Wisky news USA: Diageo agrees to pay $5 mln to resolve claims of excess product shipments and misleading financial results

Diageo, the British alcoholic beverage company responsible for brands like Guinness and Smirnoff, agreed on February 19 to hand over $5 million to the U.S. Securities and Exchange Commission to resolve claims that it covered up excess product shipments and misled investors about financial results, Law360 reported.

Diageo PLC’s North American subsidiary pushed distributors to overstock their inventory in an attempt to meet performance targets as the market slumped, the SEC said in an administrative proceeding filed and settled on February 19.

“As a result, distributors in North America held substantial unneeded inventory, which was a known trend or uncertainty: the continued selling over demand was unsustainable because it was likely that distributors would purchase less product in future periods,” the regulator said. “Diageo’s periodic filings did not disclose these known trends and uncertainties to investors.”

In 2014 and 2015, Diageo employees knew the North American arm was overshipping its spirits to meet financial goals, the SEC alleged.
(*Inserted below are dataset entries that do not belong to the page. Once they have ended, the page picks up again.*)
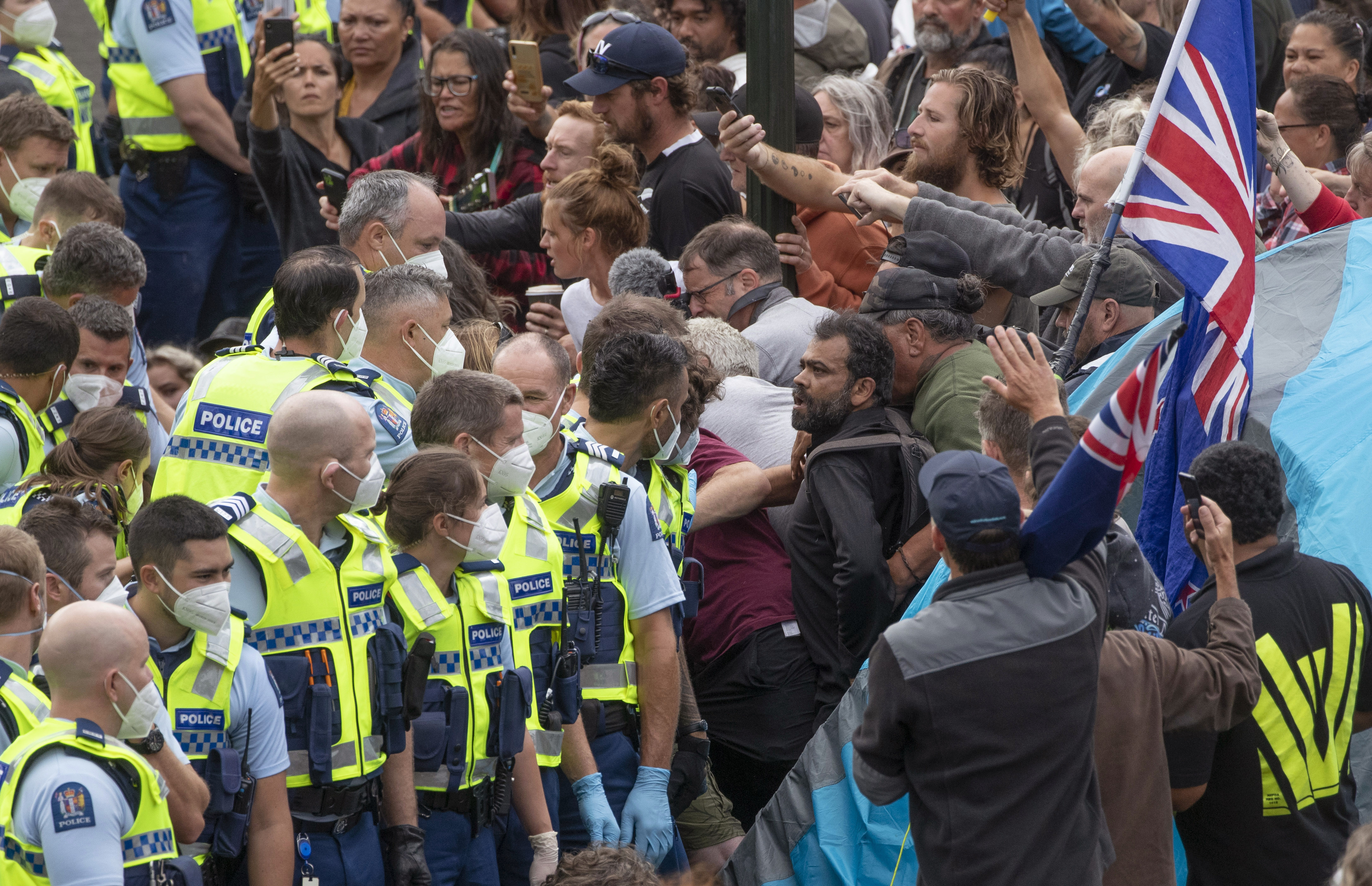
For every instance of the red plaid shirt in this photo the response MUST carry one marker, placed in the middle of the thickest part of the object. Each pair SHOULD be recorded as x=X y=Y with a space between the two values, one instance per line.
x=511 y=271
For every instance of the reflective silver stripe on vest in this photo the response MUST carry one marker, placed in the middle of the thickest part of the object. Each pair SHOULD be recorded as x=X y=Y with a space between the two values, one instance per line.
x=33 y=70
x=151 y=125
x=293 y=636
x=146 y=845
x=420 y=600
x=235 y=454
x=279 y=544
x=610 y=677
x=36 y=705
x=298 y=385
x=547 y=744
The company pressured third-party distributors to purchase unneeded products by waiving a termination clause in their contracts and certain penalty payments it would normally charge distributors for failing to move enough product, the regulator said.

As a result of its failure to disclose these practices, Diageo’s financial filings were materially misleading to investors in violation of federal securities laws, according to the SEC.
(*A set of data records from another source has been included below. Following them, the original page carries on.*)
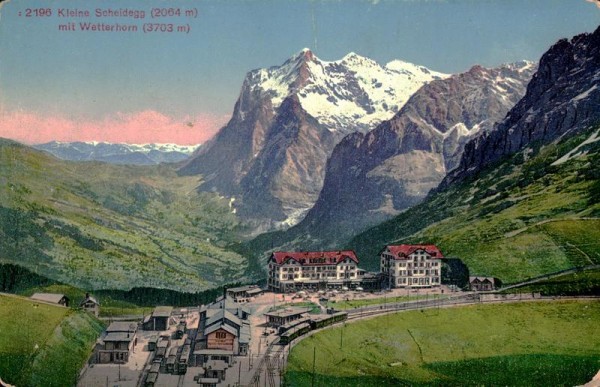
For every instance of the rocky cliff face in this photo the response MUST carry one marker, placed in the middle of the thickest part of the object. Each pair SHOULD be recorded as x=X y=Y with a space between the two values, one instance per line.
x=371 y=177
x=271 y=155
x=562 y=98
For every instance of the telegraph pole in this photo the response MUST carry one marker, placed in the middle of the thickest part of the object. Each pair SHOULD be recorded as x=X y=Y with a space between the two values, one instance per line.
x=314 y=363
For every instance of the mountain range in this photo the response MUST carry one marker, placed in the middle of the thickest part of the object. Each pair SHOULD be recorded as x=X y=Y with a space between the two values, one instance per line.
x=372 y=177
x=271 y=155
x=524 y=199
x=118 y=153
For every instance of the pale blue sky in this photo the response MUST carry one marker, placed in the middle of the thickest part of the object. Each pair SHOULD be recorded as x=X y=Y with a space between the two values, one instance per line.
x=94 y=74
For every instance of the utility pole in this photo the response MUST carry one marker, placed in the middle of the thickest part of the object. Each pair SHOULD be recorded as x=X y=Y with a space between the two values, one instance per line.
x=314 y=363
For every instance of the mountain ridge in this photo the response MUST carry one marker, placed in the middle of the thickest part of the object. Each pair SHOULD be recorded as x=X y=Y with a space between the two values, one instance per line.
x=118 y=153
x=371 y=177
x=314 y=102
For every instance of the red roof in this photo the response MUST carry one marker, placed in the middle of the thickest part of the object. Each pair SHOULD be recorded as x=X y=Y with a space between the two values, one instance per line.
x=314 y=257
x=403 y=251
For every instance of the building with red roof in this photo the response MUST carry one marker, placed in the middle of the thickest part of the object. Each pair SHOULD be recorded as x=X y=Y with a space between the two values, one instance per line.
x=289 y=271
x=412 y=266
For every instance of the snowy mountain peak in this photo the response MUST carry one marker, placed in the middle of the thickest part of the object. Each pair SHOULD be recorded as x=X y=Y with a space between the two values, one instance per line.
x=118 y=153
x=350 y=94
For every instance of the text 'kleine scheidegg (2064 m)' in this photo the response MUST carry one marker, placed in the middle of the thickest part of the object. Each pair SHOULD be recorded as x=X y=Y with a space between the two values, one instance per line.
x=123 y=19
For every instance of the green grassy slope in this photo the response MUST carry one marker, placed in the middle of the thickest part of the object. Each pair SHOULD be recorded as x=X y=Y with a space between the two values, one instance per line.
x=43 y=345
x=512 y=344
x=97 y=225
x=521 y=218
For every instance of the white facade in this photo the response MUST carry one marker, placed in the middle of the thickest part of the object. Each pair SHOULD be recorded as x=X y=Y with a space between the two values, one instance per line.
x=295 y=271
x=411 y=267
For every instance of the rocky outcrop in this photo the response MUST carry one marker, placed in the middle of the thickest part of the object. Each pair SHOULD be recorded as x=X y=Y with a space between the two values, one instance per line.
x=271 y=156
x=370 y=178
x=562 y=98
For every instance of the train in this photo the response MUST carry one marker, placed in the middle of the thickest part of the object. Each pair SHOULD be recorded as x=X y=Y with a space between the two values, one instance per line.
x=303 y=326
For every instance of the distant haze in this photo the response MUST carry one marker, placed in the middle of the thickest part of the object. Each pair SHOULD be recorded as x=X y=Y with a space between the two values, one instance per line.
x=181 y=87
x=135 y=128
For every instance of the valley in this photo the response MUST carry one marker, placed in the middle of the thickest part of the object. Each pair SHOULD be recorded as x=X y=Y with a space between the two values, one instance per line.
x=99 y=226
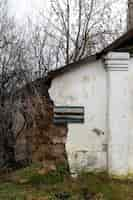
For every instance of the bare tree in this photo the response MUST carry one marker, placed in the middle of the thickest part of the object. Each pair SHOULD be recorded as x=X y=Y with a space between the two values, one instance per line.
x=82 y=27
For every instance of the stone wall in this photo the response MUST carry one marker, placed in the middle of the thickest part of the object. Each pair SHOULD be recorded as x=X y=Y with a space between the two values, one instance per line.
x=37 y=138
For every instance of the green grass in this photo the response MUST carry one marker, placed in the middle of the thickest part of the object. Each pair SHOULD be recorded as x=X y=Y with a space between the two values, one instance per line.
x=28 y=184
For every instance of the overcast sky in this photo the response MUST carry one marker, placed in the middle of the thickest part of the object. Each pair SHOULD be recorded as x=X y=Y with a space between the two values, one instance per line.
x=23 y=8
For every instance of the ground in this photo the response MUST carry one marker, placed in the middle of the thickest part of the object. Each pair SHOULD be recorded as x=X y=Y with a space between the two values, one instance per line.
x=31 y=184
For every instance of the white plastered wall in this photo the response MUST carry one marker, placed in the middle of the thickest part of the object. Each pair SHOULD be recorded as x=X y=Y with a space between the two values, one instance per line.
x=85 y=86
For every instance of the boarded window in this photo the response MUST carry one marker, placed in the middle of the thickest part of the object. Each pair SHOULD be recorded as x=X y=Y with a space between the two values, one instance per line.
x=68 y=114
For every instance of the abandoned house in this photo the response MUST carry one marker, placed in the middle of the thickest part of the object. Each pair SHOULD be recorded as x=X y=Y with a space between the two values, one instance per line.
x=102 y=85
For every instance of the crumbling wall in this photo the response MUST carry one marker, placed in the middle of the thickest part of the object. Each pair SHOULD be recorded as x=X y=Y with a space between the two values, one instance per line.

“These omissions made it appear as if Diageo achieved reported growth through organic net sales when, in fact, the results were achieved principally through overshipping unneeded product,” the agency said.

Diageo’s North American arm is its largest and most profitable, representing about 40% of the company’s annual operating profit and a third of its net sales during the years in question, according to the SEC.
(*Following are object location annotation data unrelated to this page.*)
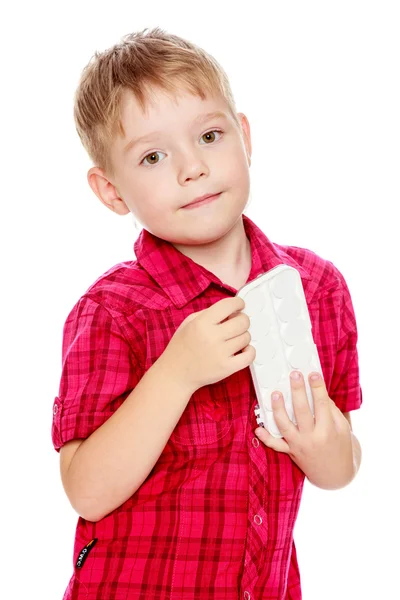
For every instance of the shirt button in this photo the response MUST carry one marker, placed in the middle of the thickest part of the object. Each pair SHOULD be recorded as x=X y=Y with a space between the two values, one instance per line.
x=258 y=519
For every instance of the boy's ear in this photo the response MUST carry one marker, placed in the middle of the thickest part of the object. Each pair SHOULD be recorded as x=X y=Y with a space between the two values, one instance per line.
x=106 y=191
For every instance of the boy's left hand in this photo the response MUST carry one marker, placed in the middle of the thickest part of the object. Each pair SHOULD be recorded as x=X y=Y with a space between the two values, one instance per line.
x=321 y=446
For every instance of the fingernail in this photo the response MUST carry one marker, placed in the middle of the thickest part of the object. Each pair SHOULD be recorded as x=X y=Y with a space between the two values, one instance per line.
x=295 y=375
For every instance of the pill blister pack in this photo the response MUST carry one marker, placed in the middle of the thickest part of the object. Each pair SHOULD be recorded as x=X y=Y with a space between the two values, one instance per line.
x=281 y=333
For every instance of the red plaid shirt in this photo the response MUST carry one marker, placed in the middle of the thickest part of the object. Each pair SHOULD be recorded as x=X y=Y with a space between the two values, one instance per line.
x=214 y=519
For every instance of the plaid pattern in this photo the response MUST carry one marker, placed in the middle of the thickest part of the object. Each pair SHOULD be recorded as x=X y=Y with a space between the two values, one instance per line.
x=214 y=519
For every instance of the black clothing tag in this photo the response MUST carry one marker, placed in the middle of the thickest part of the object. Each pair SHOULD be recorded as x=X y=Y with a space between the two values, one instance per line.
x=84 y=553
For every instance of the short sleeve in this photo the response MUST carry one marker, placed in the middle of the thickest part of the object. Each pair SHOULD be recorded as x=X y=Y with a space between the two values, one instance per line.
x=99 y=370
x=345 y=389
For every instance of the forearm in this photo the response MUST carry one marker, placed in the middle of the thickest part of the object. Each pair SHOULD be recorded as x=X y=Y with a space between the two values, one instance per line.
x=112 y=463
x=335 y=475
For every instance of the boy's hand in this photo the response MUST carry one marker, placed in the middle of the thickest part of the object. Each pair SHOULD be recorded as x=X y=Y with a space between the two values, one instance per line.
x=202 y=349
x=322 y=448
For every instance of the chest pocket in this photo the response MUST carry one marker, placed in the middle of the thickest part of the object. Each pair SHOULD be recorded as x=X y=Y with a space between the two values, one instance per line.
x=207 y=417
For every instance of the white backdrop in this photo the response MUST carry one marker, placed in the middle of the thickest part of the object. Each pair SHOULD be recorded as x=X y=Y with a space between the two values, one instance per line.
x=319 y=83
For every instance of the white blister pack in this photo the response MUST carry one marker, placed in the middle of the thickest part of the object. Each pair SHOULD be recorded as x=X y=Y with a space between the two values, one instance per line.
x=280 y=329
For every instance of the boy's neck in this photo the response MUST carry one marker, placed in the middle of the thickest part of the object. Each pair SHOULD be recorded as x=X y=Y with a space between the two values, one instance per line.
x=229 y=257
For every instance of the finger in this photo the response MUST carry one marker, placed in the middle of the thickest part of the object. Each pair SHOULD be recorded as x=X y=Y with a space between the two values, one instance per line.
x=322 y=402
x=269 y=440
x=284 y=424
x=301 y=407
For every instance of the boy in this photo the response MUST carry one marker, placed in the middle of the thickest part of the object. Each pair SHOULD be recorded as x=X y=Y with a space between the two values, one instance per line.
x=154 y=419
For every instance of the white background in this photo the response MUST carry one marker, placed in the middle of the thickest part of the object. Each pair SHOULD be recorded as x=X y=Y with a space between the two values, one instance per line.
x=319 y=83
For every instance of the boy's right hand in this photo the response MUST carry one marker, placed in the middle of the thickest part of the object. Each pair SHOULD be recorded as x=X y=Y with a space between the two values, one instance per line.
x=202 y=349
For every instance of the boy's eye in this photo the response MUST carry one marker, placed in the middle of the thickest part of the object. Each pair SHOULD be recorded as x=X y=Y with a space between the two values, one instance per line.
x=155 y=152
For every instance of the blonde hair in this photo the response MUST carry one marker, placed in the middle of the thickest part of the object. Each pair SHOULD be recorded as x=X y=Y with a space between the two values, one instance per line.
x=138 y=63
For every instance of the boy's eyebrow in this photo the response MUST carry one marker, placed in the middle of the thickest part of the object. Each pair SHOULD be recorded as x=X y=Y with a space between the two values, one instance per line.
x=199 y=119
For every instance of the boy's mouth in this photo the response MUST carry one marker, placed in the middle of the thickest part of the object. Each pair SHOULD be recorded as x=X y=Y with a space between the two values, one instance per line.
x=202 y=200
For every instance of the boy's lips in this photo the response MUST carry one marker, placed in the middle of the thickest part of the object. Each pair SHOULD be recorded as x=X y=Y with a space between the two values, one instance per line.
x=202 y=200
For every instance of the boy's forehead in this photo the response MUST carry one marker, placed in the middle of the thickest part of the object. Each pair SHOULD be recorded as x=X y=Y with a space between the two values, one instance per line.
x=160 y=103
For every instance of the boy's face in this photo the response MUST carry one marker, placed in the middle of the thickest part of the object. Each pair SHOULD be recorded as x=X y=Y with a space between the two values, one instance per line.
x=155 y=178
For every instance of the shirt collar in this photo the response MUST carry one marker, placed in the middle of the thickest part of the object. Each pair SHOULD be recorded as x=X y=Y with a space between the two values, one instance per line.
x=182 y=279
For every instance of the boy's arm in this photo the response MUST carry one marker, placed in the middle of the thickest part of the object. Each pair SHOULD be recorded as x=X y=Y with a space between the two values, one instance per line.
x=101 y=472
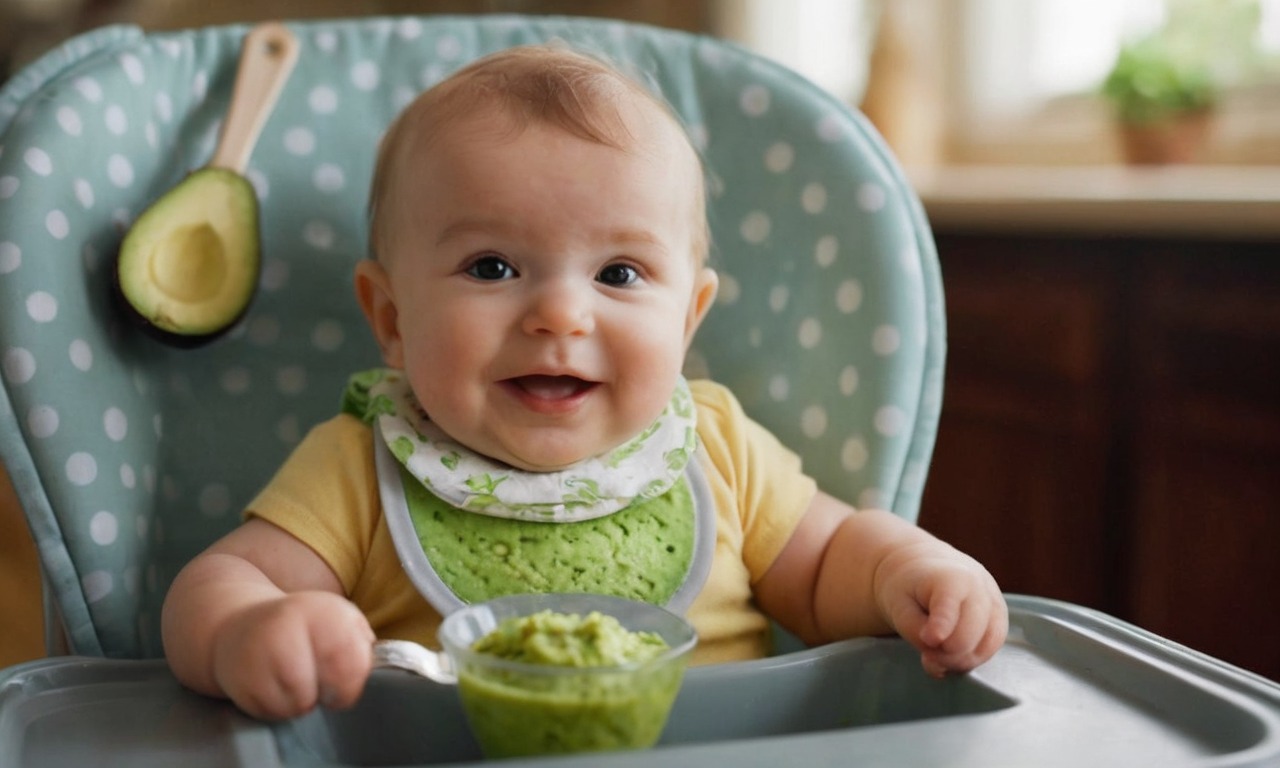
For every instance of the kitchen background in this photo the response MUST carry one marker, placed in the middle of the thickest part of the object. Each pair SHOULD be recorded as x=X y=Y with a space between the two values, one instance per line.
x=1111 y=424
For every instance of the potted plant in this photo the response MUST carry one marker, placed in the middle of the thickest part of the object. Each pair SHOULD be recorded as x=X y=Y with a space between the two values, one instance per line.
x=1164 y=87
In a statement posted on its website on February 19, Diageo said it was "pleased" to have resolved the matter.

"Diageo regularly reviews and refines its policies and procedures and is committed to maintaining a robust and transparent disclosure process," it said.

Diageo is represented by Stephen Ehrenberg and Sharon Nelles of Sullivan & Cromwell LLP.

The SEC is represented in-house by Melissa R. Hodgman, Timothy N. England, Stephen T. Kaiser, Matthew Reisig, Melissa Armstrong and Fred Block.

The case is In the Matter of Diageo PLC, administrative proceeding number 3-19701, before the U.S. Securities and Exchange Commission.